As manager of South Korea's national team, Kim In Sik has gone to great lengths to play down his team's success against Japan.
"I don't know if we are really as good as our record," Kim said on Saturday of South Korea's 5-1 record against Japan in their last six games in the World Baseball Classic and the Olympics.
"But we've gotten those results because our players have performed well in those games. Still, you can't say that we are the better team, because a few games aren't the whole story."
But Kim, whose squad opens its WBC campaign against Taiwan at Tokyo Dome on Friday, said his nation's results were evidence of improvement.
"For a long time, Korea was used to getting pushed around by Japan," Kim said. "But in the past eight years, Korea has beaten Japan a lot.
"I think the quality of Korean baseball has improved. We have no fear against Japan. Their team is very strong, but we still can't ignore Taiwan and China."
Since the WBC has switched from a round-robin format to double elimination, a side's only certain opponent is in its first game. This makes it hard to set up pitching assignments against particular opponents.
"This tournament is too complicated," Kim said. "It gives me a headache. My strategy will be to save my best pitcher for the last game."
In 2006, the Koreans beat Japan twice with a pitching staff loaded with major leaguers, something that won't be the case this time.
The only major leaguer on the roster is Cleveland Indians outfielder Choo Shin Soo, who was asked if he could make up for the absence of talismanic first baseman Lee Seung Yeop.
"This is a team game," Choo said. "I'm not the only one out there. We all have to play together for the team--that's the way Lee played and why he made the team better.
"We each have our jobs to do. If I strikeout, I believe my teammates will support me.

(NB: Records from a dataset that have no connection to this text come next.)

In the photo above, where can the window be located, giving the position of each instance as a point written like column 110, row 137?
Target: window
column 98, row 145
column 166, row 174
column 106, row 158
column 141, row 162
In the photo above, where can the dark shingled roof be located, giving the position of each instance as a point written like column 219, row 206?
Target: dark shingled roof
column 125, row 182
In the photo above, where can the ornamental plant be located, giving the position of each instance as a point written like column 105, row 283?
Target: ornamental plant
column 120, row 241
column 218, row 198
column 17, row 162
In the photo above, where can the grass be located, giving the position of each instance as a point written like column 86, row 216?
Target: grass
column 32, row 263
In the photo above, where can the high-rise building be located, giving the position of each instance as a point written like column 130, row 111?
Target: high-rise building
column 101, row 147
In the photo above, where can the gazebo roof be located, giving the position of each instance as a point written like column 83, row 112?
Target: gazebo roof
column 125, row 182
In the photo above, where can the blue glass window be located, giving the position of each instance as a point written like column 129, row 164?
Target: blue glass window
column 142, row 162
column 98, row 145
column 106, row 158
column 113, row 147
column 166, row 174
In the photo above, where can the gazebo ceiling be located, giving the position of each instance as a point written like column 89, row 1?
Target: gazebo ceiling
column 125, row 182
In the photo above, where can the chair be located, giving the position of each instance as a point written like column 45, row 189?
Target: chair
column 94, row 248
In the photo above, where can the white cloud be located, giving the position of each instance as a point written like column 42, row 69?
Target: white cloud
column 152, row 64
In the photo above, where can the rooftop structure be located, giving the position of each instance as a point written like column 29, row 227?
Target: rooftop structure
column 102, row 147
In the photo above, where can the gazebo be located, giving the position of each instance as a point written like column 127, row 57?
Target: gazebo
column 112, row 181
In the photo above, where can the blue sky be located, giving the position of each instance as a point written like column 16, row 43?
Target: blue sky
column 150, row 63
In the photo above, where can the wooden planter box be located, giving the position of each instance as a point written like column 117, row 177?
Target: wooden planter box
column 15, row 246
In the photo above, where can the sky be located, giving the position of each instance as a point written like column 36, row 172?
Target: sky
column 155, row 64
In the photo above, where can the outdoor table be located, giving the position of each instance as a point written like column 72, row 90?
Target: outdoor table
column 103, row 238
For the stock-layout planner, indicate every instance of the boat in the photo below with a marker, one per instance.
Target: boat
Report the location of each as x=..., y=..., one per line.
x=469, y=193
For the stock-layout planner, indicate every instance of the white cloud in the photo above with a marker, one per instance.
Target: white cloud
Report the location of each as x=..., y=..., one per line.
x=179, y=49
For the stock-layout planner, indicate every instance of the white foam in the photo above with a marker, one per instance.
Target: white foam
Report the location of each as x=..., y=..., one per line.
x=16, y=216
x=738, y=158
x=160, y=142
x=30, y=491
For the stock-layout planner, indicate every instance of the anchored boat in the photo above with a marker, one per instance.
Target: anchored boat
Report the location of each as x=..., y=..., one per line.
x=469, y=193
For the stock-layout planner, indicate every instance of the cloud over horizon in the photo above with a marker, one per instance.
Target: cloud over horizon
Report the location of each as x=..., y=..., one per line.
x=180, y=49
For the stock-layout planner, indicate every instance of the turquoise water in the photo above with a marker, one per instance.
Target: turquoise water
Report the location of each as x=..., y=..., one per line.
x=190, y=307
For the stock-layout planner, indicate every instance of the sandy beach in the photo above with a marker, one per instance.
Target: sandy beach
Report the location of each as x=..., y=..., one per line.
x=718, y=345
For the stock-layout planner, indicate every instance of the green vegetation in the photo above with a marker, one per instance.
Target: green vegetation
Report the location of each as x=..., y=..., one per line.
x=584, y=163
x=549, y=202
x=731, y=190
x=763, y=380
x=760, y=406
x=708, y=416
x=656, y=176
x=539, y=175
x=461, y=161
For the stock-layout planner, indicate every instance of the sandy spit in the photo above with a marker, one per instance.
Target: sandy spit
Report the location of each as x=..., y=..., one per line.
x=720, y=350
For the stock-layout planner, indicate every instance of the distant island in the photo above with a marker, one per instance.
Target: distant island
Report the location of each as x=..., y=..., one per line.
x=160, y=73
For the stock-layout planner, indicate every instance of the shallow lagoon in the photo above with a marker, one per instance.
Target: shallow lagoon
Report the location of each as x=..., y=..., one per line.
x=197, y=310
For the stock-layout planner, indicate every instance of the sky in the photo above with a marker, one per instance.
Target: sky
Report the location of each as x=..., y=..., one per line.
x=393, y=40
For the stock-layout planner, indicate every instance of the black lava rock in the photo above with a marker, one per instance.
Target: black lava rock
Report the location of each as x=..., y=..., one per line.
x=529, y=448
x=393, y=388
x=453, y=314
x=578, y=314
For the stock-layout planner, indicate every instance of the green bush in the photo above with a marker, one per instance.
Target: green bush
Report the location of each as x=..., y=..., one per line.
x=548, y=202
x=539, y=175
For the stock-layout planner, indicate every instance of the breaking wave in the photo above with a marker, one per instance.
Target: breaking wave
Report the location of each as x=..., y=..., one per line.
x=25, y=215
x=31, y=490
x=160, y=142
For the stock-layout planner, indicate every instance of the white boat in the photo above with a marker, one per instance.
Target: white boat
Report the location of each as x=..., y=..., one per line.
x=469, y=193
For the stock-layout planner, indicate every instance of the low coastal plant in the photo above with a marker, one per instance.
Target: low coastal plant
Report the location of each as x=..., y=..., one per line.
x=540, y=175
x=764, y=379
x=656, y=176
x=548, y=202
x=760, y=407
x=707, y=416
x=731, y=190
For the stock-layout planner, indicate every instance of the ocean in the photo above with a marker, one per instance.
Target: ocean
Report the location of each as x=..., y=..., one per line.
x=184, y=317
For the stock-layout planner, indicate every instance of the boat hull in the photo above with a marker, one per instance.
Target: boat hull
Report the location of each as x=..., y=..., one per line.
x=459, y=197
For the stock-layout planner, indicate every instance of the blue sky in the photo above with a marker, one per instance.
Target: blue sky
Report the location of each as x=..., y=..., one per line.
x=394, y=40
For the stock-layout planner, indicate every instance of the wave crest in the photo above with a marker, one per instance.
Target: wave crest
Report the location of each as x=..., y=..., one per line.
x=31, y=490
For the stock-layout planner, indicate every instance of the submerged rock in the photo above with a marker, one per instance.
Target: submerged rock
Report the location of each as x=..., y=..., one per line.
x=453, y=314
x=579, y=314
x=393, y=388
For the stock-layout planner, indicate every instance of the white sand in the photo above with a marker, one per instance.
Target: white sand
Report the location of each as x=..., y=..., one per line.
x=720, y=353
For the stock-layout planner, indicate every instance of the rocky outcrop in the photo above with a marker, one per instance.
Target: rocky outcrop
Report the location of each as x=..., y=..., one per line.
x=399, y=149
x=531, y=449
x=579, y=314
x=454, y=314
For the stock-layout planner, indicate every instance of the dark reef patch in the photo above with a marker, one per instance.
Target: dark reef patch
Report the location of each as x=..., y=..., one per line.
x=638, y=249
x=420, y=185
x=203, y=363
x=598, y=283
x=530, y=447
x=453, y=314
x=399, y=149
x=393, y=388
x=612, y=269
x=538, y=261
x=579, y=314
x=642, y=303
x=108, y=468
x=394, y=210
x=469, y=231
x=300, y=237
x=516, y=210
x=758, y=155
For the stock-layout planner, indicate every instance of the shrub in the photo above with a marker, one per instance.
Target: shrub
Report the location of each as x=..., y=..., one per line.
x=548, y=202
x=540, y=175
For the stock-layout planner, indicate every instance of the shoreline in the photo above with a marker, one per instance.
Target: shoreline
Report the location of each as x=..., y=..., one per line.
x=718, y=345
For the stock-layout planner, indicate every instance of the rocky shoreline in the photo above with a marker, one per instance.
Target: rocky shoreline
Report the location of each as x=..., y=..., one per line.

Together, we'll make it to the United States."
Choo, playing for the national team for the first time in eight years, has liked what he's seen so far.
"[As the only major leaguer], there is a little pressure, but we've got some great players," he said. "I was surprised and impressed by how much power this team has."
Lefty Kim Kwang Hyun, who beat Japan in the Beijing Olympic semifinals, and defeated the Chunichi Dragons at Tokyo Dome in the 2007 Asia Series, has not lost to Japan since he was an amateur in 2005.
"I simply don't like to lose," the 20-year-old SK Wyverns ace said when he was asked about his success against Japan.
"In this tournament we have a pitch limit, so I will have to be very good and efficient.
"Honestly, I don't think I'm as good a pitcher as the Japanese media makes me out to be, but I appreciate that."
Manager Kim said he was able to watch Japan's final warmup game, Sunday's 2-1, 10-inning victory over the Yomiuri Giants.
"One game is not enough to make up my mind about Japan," he said.
"Ichiro [Suzuki] and [Norichika] Aoki are great players but they didn't get on base. Because of that, Japan struggled to score."
South Korea, which beat the Saitama Seibu Lions 4-2 in a Monday warmup game, may be without Tokyo Yakult Swallows closer Lim Chang Yong, who suffered a contusion in practice.
In the day's other exhibition game, the Yomiuri Giants beat Taiwan 7-6.